Дыхание седоволосого человека перешло в напряженный предсмертный хрип, так хорошо известный всем сидевшим в лагере. Иногда хрип прекращался, и тогда в тишине с линии горизонта доносился едва слышный гул. Это было, как причитание, — последнее дыхание умирающего и реакция на него издалека. Вернер посмотрел на Пятьсот девятого. Он знал, что Вебер пытал его не одну неделю в надежде услышать имена и адреса. В том числе и адрес Вернера. Но Пятьсот девятый молчал. Впоследствии Вернера предал один слабовольный товарищ по партии.

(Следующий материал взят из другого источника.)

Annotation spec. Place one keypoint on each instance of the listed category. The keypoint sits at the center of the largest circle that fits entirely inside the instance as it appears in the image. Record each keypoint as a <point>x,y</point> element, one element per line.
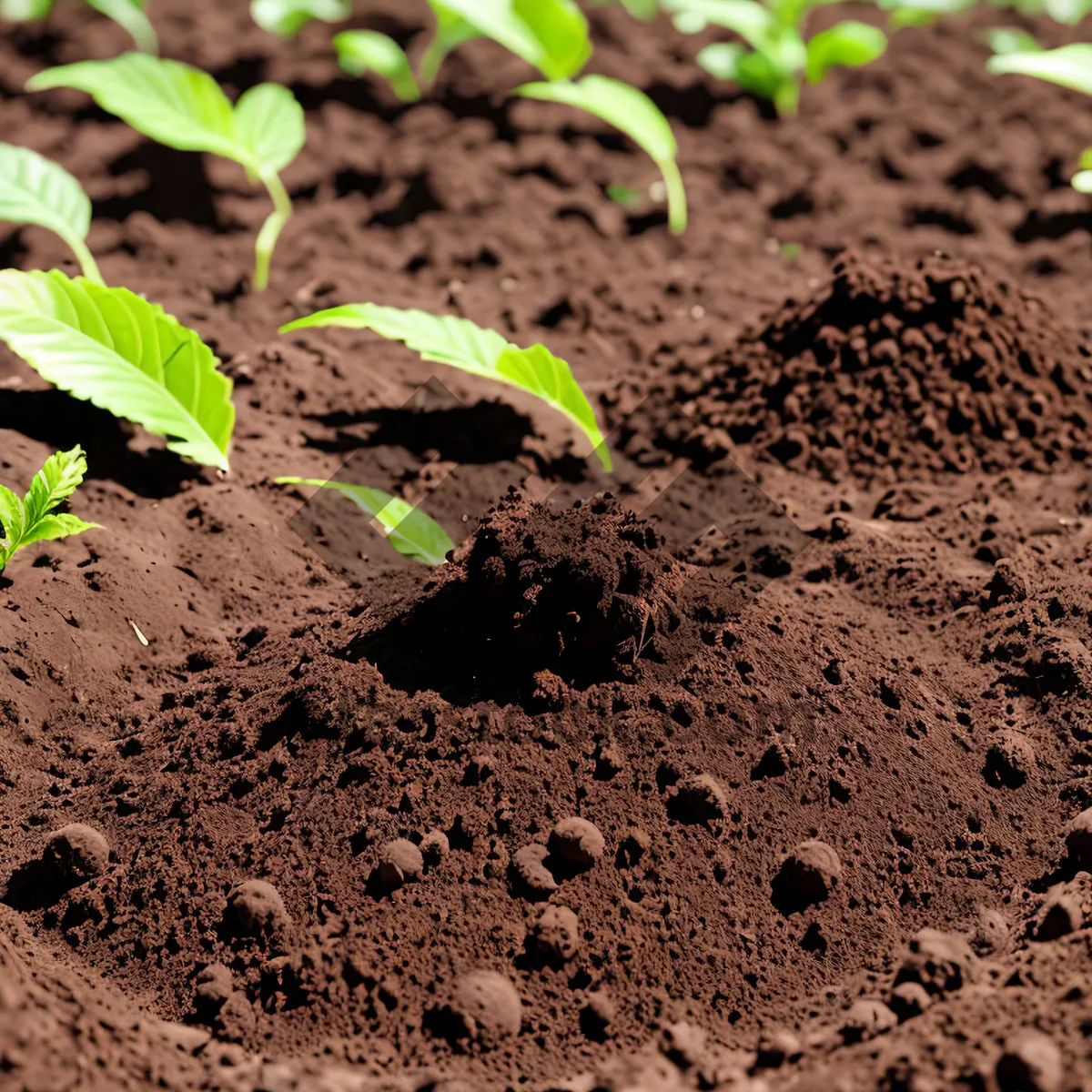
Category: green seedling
<point>550,35</point>
<point>129,15</point>
<point>32,518</point>
<point>117,350</point>
<point>1068,66</point>
<point>36,190</point>
<point>183,107</point>
<point>461,344</point>
<point>408,529</point>
<point>285,17</point>
<point>776,54</point>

— Почему ты не хочешь быть с нами, Коллер? — спросил он. — Ты бы нам очень пригодился.

— Об этом мы с тобой дискутировали еще двадцать лет назад. И Левинский меня тоже спрашивал об этом.

Вернер улыбнулся. Это была добрая обезоруживающая улыбка.

— Было дело. И не раз. Тем не менее я снова задаю себе этот вопрос. Время индивидуализма прошло. В одиночку больше нельзя. А будущее принадлежит нам. Не продажной середине.

Пятьсот девятый посмотрел на этого аскета.

— Когда все это здесь кончится, — произнес он нетерпеливо, — интересно, сколько потребуется времени, чтобы ты стал таким же моим врагом, как сейчас вот эти на сторожевых башнях.

— Не много. Здесь у нас было общество взаимопомощи в борьбе с нацистами. С окончанием войны оно отомрет само по себе.

Пятьсот девятый кивнул.

— Интересно было бы еще знать, когда после прихода к власти ты засадил бы меня за решетку?

— Скоро. Дело в том, что ты все еще опасен. Но пытать тебя мы не стали бы.

Пятьсот девятый пожал плечами.

— Мы посадили бы тебя в тюрьму и заставили работать. Или поставили бы к стенке.

— Это утешительно. Именно так я всегда представлял себе ваш золотой век.

— Зря иронизируешь. Ты же знаешь, что без принуждения никак нельзя. Поначалу принуждение — это оборона. Позже необходимость в нем отпадет.